RE: vu ou vue ?
Bonjour,
Dans le roman de Patrick Modiano « Pour que tu ne te perdes pas dans le quartier », cette phrase me titille :
« Par la fenêtre, il l’avait vu s’éloigner vêtue de sa chemise et de son pantalon noirs. »
Vu ne doit-il pas s’accorder avec l’ qui est féminin ??
Merci d’avance
Patrick Modiano a-t-il fait une faute ou pas ; la question, simple en apparence, est en réalité très complexe.
La règle est que le participe passé conjugué avec avoir et suivi d’un infinitif s’accorde avec le complément d’objet direct qui précède lorsque ce complément se rapporte au participe, c’est-à-dire, de façon pratique, lorsqu’il fait l’action exprimée par le verbe à l’infinitif (faire fait exception) : les violonistes que j’ai entendus jouer étaient des virtuoses.
Selon la règle donc, Patrick Modiano aurait dû écrire : « Par la fenêtre, il l’avait vue s’éloigner vêtue de sa chemise… »
Cependant, Grevisse, dans le Bon usage, fait cette analyse subtile : « Nous avons donné […] la règle reçue, et il vaut mieux s’y tenir. Mais son fondement n’est pas assuré.
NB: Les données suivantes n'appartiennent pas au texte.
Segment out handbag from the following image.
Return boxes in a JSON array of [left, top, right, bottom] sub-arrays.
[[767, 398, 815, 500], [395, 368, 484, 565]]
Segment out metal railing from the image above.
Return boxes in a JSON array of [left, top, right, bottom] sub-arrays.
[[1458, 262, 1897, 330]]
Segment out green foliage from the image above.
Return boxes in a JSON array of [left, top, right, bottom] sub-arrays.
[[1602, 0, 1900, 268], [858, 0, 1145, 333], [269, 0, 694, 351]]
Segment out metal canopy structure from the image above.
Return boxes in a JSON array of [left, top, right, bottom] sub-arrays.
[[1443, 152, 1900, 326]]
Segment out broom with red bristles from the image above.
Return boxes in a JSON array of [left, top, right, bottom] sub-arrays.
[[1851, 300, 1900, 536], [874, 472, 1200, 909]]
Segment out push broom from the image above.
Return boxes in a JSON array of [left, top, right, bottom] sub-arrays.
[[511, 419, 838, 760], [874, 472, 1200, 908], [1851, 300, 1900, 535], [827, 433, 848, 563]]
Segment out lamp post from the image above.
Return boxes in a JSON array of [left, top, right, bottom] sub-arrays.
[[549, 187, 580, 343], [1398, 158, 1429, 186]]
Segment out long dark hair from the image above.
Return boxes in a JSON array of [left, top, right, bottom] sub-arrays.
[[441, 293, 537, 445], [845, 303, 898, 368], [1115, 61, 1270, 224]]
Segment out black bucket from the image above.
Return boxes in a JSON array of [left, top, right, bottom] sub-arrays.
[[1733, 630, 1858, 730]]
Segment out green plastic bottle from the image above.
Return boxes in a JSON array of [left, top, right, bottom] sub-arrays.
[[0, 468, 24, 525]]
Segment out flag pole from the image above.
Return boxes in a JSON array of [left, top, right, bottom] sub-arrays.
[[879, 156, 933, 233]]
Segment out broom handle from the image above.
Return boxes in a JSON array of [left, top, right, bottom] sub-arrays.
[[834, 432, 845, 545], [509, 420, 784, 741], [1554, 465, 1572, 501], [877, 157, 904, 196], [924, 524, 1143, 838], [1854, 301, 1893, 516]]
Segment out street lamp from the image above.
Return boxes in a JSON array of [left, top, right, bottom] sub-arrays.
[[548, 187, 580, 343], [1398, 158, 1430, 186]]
Dans Je les ai vus partir, on pourrait considérer que le véritable complément d’objet est la proposition infinitive [infinitif avec son sujet].
En tout cas, l’usage est hésitant, et plus d’un auteur laisse le partic. invariable dans tous les cas, conformément à l’analyse que nous venons de donner : […] Il avait vu les mitraillettes braquées sur lui, les avait entendu tirer (Malraux) […] Lorsqu’elle eut retrouvé ses esprits, on l’avait entendu murmurer (M. de Saint-Pierre) […] Les dictionnaires sont ou devraient être le reflet de la civilisation qui les a vu naître (G. Matoré) » (le Bon usage, § 951).
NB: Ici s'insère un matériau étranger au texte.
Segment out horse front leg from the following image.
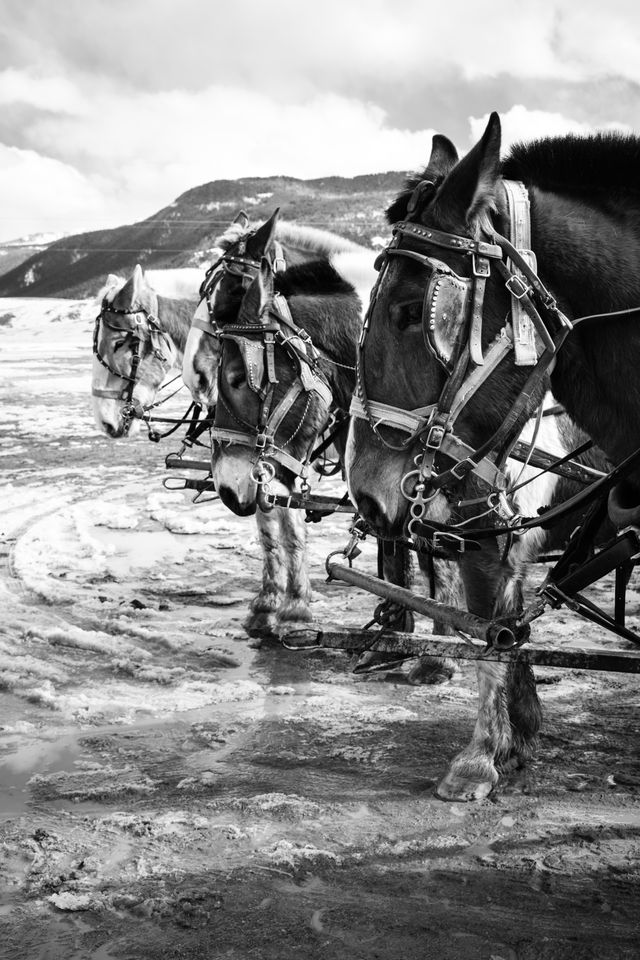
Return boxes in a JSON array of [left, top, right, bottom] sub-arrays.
[[277, 508, 312, 623], [436, 537, 541, 801], [408, 552, 460, 685], [245, 508, 287, 640]]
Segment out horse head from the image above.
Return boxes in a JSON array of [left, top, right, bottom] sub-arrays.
[[348, 113, 547, 539], [182, 209, 279, 411], [92, 263, 179, 438], [213, 255, 337, 515]]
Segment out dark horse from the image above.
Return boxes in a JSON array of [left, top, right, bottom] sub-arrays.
[[348, 112, 631, 800], [185, 211, 462, 673]]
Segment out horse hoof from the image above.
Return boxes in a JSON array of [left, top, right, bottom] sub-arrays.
[[276, 601, 313, 623], [407, 657, 456, 686], [243, 613, 279, 646], [435, 770, 496, 802]]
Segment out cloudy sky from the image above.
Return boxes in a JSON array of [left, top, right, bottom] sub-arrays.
[[0, 0, 639, 241]]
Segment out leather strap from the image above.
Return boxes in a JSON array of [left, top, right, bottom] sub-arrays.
[[394, 221, 503, 259], [503, 180, 538, 366]]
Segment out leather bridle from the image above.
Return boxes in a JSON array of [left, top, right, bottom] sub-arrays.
[[92, 297, 176, 427], [212, 267, 334, 489], [351, 179, 575, 538]]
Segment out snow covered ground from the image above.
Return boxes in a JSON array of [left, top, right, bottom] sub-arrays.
[[1, 297, 639, 960]]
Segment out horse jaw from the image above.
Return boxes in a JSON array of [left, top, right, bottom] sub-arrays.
[[345, 419, 410, 536], [91, 358, 144, 439], [346, 419, 452, 537], [213, 447, 259, 516], [182, 322, 219, 408]]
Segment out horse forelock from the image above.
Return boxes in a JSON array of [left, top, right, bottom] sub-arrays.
[[95, 275, 125, 307], [386, 170, 432, 225]]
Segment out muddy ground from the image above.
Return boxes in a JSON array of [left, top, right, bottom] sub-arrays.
[[1, 298, 639, 959]]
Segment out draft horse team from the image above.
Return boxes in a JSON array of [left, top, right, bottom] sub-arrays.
[[92, 111, 640, 802]]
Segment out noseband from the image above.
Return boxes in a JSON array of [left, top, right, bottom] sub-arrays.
[[92, 297, 175, 425], [352, 179, 574, 536]]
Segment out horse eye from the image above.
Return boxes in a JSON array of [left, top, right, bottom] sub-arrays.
[[391, 300, 423, 330], [227, 366, 246, 390], [113, 339, 127, 350]]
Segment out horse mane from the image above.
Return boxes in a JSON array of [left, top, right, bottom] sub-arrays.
[[386, 131, 640, 227], [276, 259, 357, 298], [155, 295, 196, 349], [213, 218, 363, 259], [502, 131, 640, 195]]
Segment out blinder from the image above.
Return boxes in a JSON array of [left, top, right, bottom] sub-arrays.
[[422, 259, 472, 371]]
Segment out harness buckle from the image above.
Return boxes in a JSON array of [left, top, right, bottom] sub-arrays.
[[432, 531, 467, 554], [255, 432, 269, 450], [424, 423, 446, 450], [449, 457, 475, 481], [505, 274, 530, 300], [472, 254, 491, 278]]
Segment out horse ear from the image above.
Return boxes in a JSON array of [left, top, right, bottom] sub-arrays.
[[256, 256, 274, 312], [233, 209, 249, 228], [132, 263, 145, 296], [239, 257, 273, 324], [246, 208, 280, 259], [427, 134, 459, 177], [432, 112, 501, 233]]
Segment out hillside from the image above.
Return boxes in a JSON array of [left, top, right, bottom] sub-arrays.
[[0, 233, 65, 279], [0, 172, 404, 299]]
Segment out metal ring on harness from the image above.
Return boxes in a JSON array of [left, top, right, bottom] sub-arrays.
[[250, 460, 276, 485]]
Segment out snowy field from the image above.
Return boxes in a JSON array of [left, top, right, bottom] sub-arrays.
[[1, 297, 639, 959]]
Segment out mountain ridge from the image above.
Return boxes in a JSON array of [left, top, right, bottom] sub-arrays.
[[0, 171, 405, 299]]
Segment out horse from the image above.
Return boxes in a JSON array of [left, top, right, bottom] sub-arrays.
[[182, 212, 466, 669], [347, 113, 635, 800], [92, 264, 198, 438], [188, 210, 611, 687]]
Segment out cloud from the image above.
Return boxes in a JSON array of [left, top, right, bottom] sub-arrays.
[[4, 0, 640, 98], [468, 105, 632, 152], [0, 81, 437, 238], [0, 68, 86, 114], [0, 143, 126, 242], [1, 1, 639, 239]]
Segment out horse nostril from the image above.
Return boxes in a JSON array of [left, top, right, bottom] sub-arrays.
[[355, 493, 387, 529], [218, 485, 256, 517]]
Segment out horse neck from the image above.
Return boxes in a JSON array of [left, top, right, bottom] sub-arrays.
[[287, 292, 358, 412], [156, 295, 197, 355], [531, 186, 640, 474]]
Patrick Modiano a-t-il été conscient de cette dernière analyse et laissé volontairement vu invariable ou a-t-il commis une incorrection involontaire ? Lui seul peut répondre. En toute humilité, il vaut mieux admettre que c’est un choix et accepter, en ce qui concerne Patrick Modiano, Par la fenêtre, il l’avait vu s’éloigner vêtue de sa chemise…
Ce sujet du choix du complément d’objet est très complexe,, et n’étant ni Flaubert ni Malraux (ni Modiano), la prudence me dicte de m’en tenir à la règle.